The little boy, he couldn’t have been more than 4 years old, jumped out of the SUV with a bag full of presents. The woman who grabbed his hand to make sure he didn’t step out before looking both ways, was probably his grandmother. The grandfather wasn’t far behind and he was carrying the jackets. They were a three-some on a mission. They were walking into the cancer center to deliver Christmas presents.
Sometimes cancer world demands you make the best of the worst situation; spending Christmas in a bed on a cancer floor.

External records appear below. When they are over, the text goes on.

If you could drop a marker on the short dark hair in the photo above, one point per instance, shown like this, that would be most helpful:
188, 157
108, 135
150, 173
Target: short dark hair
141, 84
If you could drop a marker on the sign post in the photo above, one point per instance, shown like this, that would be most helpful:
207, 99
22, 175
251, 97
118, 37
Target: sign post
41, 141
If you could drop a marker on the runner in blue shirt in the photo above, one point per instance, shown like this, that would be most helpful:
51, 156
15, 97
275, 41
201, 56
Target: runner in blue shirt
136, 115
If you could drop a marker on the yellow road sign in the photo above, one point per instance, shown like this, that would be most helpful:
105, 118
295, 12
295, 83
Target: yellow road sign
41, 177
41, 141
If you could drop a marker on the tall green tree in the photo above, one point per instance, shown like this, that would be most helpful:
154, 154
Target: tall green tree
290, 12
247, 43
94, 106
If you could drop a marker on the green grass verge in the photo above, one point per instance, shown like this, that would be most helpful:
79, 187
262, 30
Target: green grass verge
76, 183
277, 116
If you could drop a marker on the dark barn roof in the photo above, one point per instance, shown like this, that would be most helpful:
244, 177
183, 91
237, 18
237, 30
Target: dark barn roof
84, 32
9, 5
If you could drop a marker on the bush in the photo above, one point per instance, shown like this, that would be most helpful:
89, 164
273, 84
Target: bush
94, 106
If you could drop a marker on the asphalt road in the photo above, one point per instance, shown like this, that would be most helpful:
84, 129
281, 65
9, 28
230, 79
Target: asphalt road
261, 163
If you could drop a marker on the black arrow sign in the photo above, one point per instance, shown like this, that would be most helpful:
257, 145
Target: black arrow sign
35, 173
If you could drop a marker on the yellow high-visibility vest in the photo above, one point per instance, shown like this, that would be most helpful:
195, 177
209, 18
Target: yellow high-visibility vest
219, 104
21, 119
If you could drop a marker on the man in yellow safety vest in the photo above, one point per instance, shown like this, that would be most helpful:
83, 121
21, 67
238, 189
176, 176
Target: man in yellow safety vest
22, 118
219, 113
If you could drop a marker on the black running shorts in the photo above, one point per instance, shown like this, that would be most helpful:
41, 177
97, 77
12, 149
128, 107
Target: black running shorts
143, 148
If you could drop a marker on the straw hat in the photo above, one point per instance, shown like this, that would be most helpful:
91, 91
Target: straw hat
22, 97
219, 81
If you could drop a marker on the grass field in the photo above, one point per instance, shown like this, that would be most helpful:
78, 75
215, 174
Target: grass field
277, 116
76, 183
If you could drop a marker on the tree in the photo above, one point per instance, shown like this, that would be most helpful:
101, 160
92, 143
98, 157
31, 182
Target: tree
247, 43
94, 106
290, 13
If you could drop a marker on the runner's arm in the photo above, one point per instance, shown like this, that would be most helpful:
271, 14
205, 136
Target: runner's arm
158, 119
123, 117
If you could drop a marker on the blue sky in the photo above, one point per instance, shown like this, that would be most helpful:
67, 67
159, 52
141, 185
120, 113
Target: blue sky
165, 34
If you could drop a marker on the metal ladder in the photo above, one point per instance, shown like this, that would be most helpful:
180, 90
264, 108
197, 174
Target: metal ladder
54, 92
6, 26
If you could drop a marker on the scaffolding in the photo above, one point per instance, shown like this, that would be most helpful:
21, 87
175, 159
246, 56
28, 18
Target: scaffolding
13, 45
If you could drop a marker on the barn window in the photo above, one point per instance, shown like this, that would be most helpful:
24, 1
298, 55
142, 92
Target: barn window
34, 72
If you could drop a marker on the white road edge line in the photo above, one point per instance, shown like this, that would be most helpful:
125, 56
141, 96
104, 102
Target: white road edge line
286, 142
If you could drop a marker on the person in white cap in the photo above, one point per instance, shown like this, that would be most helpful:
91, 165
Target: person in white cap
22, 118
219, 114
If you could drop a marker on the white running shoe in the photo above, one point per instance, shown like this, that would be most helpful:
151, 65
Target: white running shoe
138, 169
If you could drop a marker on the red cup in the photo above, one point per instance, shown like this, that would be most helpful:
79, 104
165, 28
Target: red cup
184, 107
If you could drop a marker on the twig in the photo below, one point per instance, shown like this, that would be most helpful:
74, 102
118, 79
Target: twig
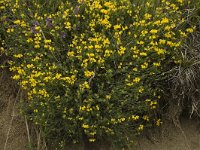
13, 114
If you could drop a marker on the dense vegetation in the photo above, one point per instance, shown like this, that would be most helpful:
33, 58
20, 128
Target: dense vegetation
94, 70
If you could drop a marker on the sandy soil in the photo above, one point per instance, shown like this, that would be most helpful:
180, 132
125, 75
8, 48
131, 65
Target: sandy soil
169, 137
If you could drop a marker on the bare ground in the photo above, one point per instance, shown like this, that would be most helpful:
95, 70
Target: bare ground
13, 133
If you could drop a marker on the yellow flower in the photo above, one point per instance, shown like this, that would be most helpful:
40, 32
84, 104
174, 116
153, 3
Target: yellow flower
153, 31
141, 127
136, 80
89, 73
17, 22
85, 126
158, 122
18, 55
164, 20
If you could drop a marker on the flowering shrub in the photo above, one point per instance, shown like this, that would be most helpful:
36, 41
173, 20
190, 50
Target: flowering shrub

Inside the elevator, dressed in faded blue jeans, comfortable shoes and a khaki colored sweater was a woman holding on to her drinking cup so tightly, I could see the pressure in her fingertips. I don’t think she even knew I was in the elevator with her. She was so deep in thought, with such a worried look on her face, she seemed startled when the doors opened and it was time for her to step out. Christmas wasn’t even close to being in her thoughts today, but I bet cancer was.
It was business as usual on the main floor of the cancer center. Doctor’s doing the quick step to get to appointments, nurses, researchers and patients timing their entry into the rotating door so the momentum wouldn’t stop the rhythm of the day.

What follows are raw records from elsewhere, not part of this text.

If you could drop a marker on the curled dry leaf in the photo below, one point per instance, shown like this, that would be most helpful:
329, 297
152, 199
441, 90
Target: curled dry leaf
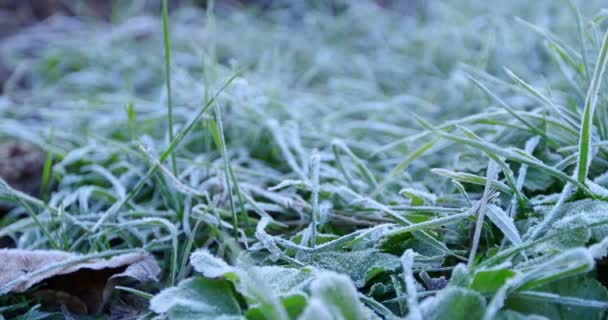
83, 287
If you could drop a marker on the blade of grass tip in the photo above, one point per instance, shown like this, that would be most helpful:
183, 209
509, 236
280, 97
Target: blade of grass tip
506, 170
174, 143
552, 215
220, 141
509, 109
521, 175
542, 98
364, 171
403, 165
407, 261
552, 38
472, 179
167, 46
491, 175
287, 154
581, 36
315, 165
341, 167
561, 58
490, 148
584, 150
47, 171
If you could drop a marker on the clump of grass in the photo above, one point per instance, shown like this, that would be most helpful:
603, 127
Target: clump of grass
340, 140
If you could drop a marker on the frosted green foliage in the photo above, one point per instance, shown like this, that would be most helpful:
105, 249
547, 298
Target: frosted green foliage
505, 223
198, 298
583, 213
600, 249
361, 265
339, 296
488, 281
316, 310
561, 306
513, 315
454, 303
209, 265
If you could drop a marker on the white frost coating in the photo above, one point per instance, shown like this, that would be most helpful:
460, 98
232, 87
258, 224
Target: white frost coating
208, 265
410, 284
339, 295
504, 223
599, 250
316, 310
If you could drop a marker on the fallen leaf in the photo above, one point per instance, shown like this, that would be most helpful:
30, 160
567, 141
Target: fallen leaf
83, 287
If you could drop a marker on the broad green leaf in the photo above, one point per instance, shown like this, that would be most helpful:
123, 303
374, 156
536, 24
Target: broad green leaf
360, 265
489, 281
454, 303
198, 298
513, 315
584, 143
294, 305
209, 265
339, 296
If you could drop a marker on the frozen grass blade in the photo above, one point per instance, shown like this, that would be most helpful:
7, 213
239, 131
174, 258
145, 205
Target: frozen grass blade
407, 261
174, 143
491, 175
584, 149
167, 46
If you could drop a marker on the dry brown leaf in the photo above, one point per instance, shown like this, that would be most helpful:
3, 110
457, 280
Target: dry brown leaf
83, 287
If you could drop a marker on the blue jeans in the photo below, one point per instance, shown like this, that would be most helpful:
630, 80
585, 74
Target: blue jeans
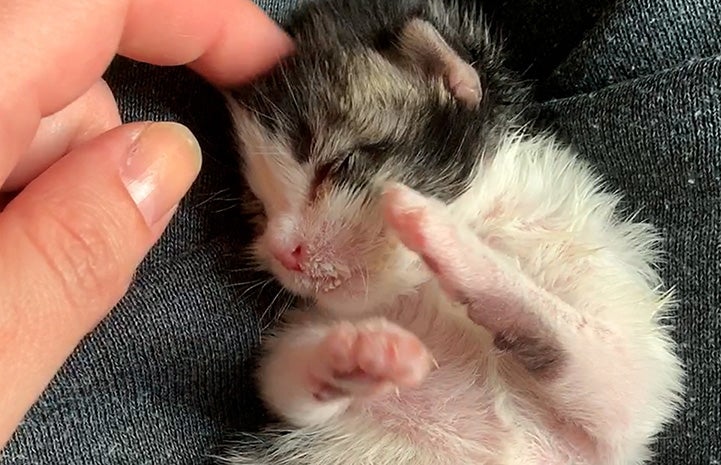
167, 377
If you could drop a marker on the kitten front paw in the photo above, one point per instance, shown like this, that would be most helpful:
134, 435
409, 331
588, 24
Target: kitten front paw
369, 358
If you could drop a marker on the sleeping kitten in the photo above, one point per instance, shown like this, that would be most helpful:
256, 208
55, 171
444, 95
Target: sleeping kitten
474, 296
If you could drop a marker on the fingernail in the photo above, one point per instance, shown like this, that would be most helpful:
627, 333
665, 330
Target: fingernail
160, 167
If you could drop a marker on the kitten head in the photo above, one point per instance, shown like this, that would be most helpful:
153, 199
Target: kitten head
376, 92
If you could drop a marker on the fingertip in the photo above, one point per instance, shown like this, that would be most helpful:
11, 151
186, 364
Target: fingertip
249, 44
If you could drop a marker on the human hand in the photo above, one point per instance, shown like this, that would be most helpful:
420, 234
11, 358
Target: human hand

Did anyone know it was just a couple of days before Christmas?
And then I heard the bells. I turned in the direction of the sound and there she was, a patient in a wheelchair wearing a Santa hat. The bells were in her hand. The sound broke through the hum of cancer, and everyone was staring at her. She was being pushed across the floor and out the door to “freedom” with a smile on her face that spoke volumes.
Cancer at Christmas has so many faces.